Gill and Mace have supported proposals to suspend or restrict immigration from several Muslim-majority countries, including Somalia. They frame these measures as national security policy. In practice, the proposals single out people by religion and national origin rather than individual conduct — the textbook definition of discriminatory targeting.
The Texas Republican Party has also written anti-Sharia language into its official platform, calling for preventing Sharia law from influencing Texas governance.
There is no organized effort to replace American law with Sharia in Texas — legal scholars and constitutional experts have said so repeatedly. Sharia itself is a broad moral and ethical framework governing personal religious practice, not a rival legal code seeking to displace the Constitution. The platform plank exists not to address a real threat but to signal hostility toward Islam.
One Muslim Republican convention attendee, identified by the pseudonym Omar because of subsequent online harassment, said that although several Republicans defended him during the event, he was shaken by the open hostility. Omar stressed that Muslim Americans share the same family, professional, and civic concerns as everyone else — and rejected the premise that they are outsiders who must prove their belonging.
Broader consequences
The consequences extend beyond personal encounters. Shehla Faizi, the Green Party candidate for Texas Comptroller, said anti-Muslim hostility discourages political participation and contributes to the underrepresentation of Muslims in public office — Texas currently has only two Muslim state legislators.
Persistent discrimination, she said, creates psychological pressure that pushes Muslims to reduce their public visibility simply to avoid becoming targets.
The hostility has also surfaced in debates over Texas social studies standards. The Republican-controlled State Board of Education has advanced curriculum changes emphasizing American exceptionalism and Judeo-Christian influences while reducing instruction on slavery, civil rights, world cultures, and comparative religion.
At one public hearing on the proposed standards, Syed said multiple speakers opposed teaching about Islamic civilizations and the historical role of Islam. Several presented distorted interpretations of the Qur’an while Muslim attendees sat in the audience, largely excluded from the discussion.
Stripping Islamic civilization from curricula does not strengthen civic education — it impoverishes it. Students who learn nothing about one of the world’s major civilizations and one of America’s own religious communities are not being educated; they are being insulated from reality.

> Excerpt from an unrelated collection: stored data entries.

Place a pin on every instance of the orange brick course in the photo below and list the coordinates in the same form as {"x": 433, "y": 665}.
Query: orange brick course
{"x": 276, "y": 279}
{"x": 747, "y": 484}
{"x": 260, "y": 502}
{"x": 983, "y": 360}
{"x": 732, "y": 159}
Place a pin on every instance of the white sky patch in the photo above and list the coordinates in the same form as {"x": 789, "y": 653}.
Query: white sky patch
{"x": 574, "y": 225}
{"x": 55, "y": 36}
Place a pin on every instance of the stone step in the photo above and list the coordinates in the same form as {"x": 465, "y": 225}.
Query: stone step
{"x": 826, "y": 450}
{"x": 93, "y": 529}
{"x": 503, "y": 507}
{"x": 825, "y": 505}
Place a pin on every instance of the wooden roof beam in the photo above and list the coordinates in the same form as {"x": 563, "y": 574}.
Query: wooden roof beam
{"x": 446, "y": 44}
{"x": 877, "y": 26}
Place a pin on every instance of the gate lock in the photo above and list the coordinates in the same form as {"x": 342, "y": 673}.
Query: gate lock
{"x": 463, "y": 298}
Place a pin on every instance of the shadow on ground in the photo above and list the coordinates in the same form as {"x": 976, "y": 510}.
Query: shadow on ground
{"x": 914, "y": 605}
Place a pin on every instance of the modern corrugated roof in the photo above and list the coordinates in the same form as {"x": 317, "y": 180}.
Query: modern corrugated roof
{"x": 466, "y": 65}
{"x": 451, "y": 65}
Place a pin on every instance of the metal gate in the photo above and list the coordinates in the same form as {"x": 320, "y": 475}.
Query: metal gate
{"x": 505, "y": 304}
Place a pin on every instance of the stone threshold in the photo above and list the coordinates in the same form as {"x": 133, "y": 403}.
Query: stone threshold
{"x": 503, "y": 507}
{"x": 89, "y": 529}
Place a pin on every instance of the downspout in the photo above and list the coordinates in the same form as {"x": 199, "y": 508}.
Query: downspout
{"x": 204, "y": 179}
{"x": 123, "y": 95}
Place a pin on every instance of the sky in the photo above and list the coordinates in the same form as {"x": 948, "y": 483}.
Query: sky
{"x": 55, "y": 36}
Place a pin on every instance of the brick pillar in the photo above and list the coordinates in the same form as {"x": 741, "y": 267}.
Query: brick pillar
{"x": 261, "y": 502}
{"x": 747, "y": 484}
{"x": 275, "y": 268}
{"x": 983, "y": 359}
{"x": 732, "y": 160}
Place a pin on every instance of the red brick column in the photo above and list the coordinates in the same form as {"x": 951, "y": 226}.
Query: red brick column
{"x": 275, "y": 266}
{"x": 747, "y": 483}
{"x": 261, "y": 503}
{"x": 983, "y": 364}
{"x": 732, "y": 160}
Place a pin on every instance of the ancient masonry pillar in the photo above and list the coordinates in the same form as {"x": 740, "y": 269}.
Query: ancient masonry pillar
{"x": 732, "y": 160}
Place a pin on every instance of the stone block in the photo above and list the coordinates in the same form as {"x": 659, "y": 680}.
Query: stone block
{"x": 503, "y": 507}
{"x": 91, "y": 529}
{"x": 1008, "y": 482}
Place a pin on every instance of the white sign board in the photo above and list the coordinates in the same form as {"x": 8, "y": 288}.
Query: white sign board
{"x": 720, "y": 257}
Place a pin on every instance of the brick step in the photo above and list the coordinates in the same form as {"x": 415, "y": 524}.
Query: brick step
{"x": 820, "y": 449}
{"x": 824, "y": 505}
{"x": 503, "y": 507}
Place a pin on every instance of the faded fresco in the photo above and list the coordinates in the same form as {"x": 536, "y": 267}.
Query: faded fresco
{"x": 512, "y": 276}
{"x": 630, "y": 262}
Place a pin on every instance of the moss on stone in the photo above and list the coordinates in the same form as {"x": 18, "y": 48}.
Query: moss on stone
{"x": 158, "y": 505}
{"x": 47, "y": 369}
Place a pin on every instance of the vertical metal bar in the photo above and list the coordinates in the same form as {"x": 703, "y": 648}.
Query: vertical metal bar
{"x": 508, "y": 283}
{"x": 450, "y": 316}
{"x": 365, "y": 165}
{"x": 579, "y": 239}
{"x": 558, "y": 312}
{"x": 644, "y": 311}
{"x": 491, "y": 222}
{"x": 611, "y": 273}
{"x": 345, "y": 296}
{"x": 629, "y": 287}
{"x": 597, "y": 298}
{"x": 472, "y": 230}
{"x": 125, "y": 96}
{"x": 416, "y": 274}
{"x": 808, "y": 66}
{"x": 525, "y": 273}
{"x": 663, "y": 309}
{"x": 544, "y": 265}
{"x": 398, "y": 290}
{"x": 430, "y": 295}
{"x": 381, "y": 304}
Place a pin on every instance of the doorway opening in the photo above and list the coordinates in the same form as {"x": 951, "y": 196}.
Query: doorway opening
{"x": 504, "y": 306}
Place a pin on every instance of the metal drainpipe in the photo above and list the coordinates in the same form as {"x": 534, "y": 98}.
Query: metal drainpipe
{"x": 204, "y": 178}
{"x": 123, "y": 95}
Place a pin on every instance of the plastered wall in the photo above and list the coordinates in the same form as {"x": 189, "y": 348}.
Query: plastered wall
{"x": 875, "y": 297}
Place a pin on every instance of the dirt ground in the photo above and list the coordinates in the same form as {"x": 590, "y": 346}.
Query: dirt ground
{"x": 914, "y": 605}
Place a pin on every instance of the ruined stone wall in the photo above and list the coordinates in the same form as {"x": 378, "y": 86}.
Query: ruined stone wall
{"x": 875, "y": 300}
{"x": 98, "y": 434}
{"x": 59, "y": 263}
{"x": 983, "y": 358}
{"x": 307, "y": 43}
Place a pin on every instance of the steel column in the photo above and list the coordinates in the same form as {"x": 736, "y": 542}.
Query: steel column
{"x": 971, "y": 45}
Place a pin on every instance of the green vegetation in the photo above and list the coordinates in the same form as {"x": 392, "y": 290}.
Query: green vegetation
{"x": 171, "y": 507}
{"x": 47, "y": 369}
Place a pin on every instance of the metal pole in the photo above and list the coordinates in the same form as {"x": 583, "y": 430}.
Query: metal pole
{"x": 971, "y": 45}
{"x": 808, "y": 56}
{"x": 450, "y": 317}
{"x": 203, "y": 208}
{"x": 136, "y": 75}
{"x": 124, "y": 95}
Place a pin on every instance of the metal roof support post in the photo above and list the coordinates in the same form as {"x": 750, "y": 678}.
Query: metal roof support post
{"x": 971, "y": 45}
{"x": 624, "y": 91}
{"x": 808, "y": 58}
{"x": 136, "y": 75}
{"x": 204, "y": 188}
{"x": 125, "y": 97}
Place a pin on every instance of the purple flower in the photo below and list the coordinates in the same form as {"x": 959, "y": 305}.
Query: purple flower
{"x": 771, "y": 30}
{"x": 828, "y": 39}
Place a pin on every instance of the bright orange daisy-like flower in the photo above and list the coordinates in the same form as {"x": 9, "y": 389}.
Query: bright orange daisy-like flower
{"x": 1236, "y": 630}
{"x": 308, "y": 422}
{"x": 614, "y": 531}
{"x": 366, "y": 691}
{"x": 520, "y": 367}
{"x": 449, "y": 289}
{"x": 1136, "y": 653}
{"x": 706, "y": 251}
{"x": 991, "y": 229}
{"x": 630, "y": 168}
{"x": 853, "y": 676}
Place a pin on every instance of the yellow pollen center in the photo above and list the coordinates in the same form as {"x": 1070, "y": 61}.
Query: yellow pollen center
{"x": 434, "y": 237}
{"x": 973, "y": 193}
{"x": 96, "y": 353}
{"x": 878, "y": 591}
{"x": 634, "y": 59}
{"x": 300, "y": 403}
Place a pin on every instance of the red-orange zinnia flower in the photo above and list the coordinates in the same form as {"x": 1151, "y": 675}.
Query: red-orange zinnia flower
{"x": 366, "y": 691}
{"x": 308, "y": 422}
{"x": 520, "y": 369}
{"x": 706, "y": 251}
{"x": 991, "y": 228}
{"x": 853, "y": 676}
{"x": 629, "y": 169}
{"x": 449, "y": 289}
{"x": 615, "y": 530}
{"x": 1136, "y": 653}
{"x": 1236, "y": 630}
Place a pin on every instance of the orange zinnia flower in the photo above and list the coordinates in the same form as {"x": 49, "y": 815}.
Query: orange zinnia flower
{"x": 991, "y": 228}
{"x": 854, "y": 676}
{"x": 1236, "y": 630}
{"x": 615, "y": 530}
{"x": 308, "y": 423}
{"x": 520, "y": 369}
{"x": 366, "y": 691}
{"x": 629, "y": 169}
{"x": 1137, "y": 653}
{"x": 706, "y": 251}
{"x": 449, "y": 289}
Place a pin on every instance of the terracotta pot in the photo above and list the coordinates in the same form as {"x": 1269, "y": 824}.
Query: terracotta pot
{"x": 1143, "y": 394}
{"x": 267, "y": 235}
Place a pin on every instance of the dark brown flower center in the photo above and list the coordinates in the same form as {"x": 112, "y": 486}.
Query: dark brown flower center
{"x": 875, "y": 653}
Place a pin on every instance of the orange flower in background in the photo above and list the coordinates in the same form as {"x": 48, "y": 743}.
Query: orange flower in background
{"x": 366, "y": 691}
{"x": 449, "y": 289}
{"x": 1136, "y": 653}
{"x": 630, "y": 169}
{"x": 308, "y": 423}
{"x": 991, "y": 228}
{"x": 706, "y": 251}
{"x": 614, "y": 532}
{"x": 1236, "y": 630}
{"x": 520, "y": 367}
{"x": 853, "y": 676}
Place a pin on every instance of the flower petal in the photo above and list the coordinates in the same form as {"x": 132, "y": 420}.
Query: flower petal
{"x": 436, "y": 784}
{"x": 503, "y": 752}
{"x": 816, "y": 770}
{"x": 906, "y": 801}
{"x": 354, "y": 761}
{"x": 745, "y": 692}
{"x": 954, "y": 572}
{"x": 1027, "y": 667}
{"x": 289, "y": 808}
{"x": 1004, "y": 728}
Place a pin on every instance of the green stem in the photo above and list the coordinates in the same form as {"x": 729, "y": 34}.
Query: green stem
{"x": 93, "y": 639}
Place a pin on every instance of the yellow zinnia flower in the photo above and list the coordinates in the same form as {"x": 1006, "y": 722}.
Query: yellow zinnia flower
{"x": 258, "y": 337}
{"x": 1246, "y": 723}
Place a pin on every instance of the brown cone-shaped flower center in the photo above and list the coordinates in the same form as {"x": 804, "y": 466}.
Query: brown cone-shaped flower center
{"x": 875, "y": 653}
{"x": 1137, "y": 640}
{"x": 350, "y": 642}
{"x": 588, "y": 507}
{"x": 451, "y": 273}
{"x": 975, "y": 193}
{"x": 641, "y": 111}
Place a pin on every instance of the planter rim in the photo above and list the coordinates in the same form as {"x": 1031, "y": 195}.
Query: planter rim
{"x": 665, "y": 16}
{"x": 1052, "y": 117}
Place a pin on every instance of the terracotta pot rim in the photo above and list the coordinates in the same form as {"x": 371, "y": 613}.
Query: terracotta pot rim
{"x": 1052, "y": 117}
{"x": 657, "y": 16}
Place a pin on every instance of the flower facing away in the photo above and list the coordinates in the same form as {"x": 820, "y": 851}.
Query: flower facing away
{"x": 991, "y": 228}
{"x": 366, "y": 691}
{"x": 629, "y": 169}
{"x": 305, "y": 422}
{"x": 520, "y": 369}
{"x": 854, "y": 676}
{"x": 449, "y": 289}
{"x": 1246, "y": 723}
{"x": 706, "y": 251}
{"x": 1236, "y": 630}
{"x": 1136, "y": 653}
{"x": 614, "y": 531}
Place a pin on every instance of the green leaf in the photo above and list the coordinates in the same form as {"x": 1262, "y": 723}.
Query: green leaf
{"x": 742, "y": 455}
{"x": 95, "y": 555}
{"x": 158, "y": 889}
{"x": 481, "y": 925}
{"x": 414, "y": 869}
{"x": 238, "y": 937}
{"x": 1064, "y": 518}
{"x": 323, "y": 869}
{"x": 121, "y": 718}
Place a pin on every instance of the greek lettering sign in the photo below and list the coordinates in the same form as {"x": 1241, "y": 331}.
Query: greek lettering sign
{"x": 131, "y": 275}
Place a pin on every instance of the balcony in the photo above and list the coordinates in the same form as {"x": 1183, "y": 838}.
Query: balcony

Syed said she has repeatedly sought a meeting with Representative Keith Self, who helped establish the congressional “Sharia-Free America” caucus, hoping to explain the religious meaning of Sharia and encourage dialogue. Those requests have gone unanswered.
Interfaith caucus
Texas State Representative Dr. Suleman Lalani, one of the state’s two Muslim legislators, has responded by creating an interfaith caucus in the Texas House. During a public discussion in Houston on the politicization of religion, leaders from Muslim, Jewish, and Christian communities participated in conversations aimed at building understanding.
Lalani argued that ignorance generates fear and fear generates hatred — and that sustained engagement between communities is more effective than rhetoric built on suspicion.
Democratic State Representative Christian Manuel put it more bluntly: elected officials are exploiting public misunderstanding about Islam for political advantage, transforming ignorance into an instrument of division.
The pattern is clear.
When politicians mainstream anti-Muslim rhetoric — when they write it into party platforms, campaign on it, and defend those who act on it — the consequences land on Muslim families in grocery stores, classrooms, university prayer spaces, and convention halls. The question is not whether the hostility is real. It is whether anyone with political power in Texas intends to stop it.